I'm curious about proving some properties of a group for the following set with respect to multiplication of real numbers : $$G= \{ a+b\sqrt{p} \ \rvert \ a,b \in \mathbb{Q}, \ a^2+b^2 \neq 0, \ p \text{ is a fixed prime number} \}$$
I've managed to prove the closure in a not so very clean way. I considered the product: $$(a+b\sqrt{p})(c+d\sqrt{p})=ac+bdp+(bc+ad)\sqrt{p}$$
Now it is enough to prove that $(ac+bdp)^2+(bc+ad)^2 \neq 0$
Let's assume the opposite $(ac+bdp)^2 +(bc+ad)^2 = 0$. Then we consider the determinant of quadratic equation of $c$ that is :
$$c^2(a^2+b^2)+c(2abdp+2abd)+(b^2 d^2 p^2)=0$$
Its determinant is $D=(2abdp +2abd)^2-4(a^2+b^2)(b^2d^2p^2)$ which can be simplified to: $$D= -(2a^2d-2b^2dp)^2$$
But then the roots of this equation would be complex numbers and that is contradiction with $c \in \mathbb{Q}$.
Another way is to assume that $(ac+bdp)^2+(bc+ad)^2 = 0 \iff ac=-bdp,\ bc=-ad$ and try to arrive to contradiction from here.
Both these methods require either a lot of algebraic manipulation or a lot of case work.
Is there an easier method to prove that $G(\cdot)$ is closed?
Another important question I have is whether this can be extended to $p$ is any positive rational number? I don't see the significance of $p$ being a prime number.
Clearly, $G$ is a subset of $\Bbb{R}^\times$ since all of the numbers in $G$ are non-zero real numbers.

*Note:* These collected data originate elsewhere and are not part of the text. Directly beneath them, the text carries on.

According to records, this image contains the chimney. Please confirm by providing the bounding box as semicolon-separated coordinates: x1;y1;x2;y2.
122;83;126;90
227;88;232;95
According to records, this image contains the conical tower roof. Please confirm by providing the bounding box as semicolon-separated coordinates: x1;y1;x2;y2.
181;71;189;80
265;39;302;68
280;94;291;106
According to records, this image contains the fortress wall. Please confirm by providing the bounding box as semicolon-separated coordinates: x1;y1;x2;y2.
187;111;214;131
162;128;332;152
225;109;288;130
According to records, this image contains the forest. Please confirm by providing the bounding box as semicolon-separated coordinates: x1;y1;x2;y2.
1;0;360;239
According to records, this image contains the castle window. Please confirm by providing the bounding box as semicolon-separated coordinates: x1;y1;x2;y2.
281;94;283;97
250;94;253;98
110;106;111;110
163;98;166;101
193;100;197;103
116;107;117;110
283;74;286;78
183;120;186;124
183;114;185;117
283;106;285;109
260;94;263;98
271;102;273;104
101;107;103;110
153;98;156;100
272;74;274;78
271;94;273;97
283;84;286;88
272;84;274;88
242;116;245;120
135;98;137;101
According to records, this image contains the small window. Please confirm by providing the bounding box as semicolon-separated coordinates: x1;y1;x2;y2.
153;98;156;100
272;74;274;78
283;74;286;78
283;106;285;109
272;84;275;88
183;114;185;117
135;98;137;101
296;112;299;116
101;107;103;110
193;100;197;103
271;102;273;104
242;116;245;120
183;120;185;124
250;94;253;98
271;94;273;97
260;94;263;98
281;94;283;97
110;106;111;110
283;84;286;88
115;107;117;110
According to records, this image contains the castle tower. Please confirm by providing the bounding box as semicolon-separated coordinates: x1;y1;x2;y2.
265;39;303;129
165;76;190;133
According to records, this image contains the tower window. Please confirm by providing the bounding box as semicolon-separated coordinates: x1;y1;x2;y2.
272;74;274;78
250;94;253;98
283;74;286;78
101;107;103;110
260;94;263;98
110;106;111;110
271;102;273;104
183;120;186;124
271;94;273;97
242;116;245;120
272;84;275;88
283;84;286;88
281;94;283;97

To prove $a+b\sqrt p \in G$ is non-zero, assume, for sake of contradiction, $a+b\sqrt p=0$. Thus, if $b\neq 0$, $\sqrt p=-\frac a b$, which is a contradiction since $\sqrt p$ is irrational. Therefore, $b=0$, which means $a+b\sqrt p=0 \rightarrow a+0\sqrt p=a=0$, which gives us $a^2+b^2=0^2+0^2=0$, meaning $a+b\sqrt p\notin G$. Thus, no $a+b\sqrt p\in G$ is equal to $0$.
Note that here, we assumed $\sqrt p$ is irrational. This is true only if $p$ is not the ratio of two integer perfect squares. For example, $p=4$ or $p=\frac{9}{4}$ won't work because then, $\sqrt p$ is rational and the above proof fails. This is why they made $p$ a prime number: Because prime numbers are never perfect squares, so $\sqrt p$ must be irrational.

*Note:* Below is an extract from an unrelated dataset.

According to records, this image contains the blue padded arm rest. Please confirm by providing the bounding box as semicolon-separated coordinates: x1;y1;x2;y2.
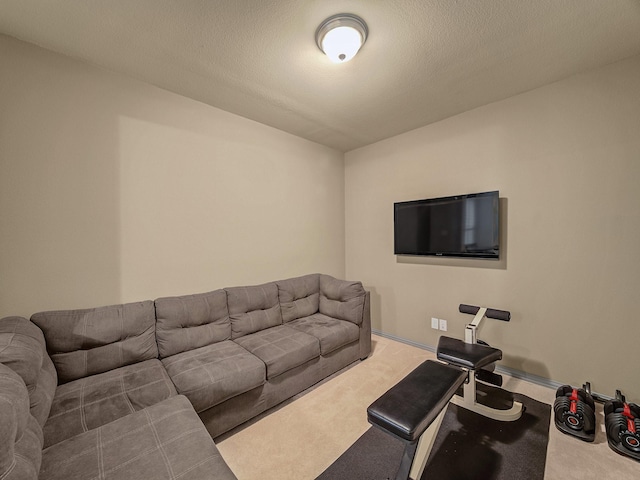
367;360;467;442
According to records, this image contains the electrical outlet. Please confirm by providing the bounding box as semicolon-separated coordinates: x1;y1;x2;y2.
431;317;439;329
439;319;448;331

Since $G$ is a subset of $\Bbb{R}^\times$, to prove $G$ is closed, you can use properties of $\Bbb{R}^\times$. For example, you have:
$$(a+b\sqrt p)(c+d\sqrt p)=(ac+bdp)+(bc+ad)\sqrt p$$
Now, this shows that the product is in the form $m+n\sqrt p$ for $m, n\in \Bbb{Q}$. (To be clear, $m=ac+bdp$ and $n=bc+ad$.)
Then, to show $m^2+n^2 \neq 0$, we can use the fact that, in the real numbers, both $a+b\sqrt p \neq 0$ and $c+d\sqrt p \neq 0$, so since the product of two non-zero real numbers is non-zero, $m+n\sqrt p \neq 0$. Thus, either $m\neq 0$ or $n\neq 0$, so $m^2+n^2\neq 0$. This is a pretty succinct proof that $G$ is closed.
Finally, after proving $G$ is closed under multiplication, you must prove that the inverse of any element in $G$ is also in $G$. Let $a+b\sqrt p\in G$. We can find the inverse as follows:
$$\frac{1}{a+b\sqrt p}=\frac{a-b\sqrt p}{a^2-b^2p}=\frac{a}{a^2-b^2p}-\frac{b}{a^2-b^2p}\sqrt p$$
Thus, the inverse of $a+b\sqrt p$ is also in the form of $m+n\sqrt p$ for $m, n \in \Bbb{Q}$. Furthermore, we know that the reciprocal of any non-zero real number is non-zero, meaning $m+n\sqrt p\neq 0$ and thus $m^2+n^2\neq 0$. Thus, the inverse of $a+b\sqrt p$ is also in $G$.
Therefore, $G$ is closed under multiplication and inverses, so $G$ is a subgroup of $\Bbb{R}^\times$ and thus is a group in and of itself.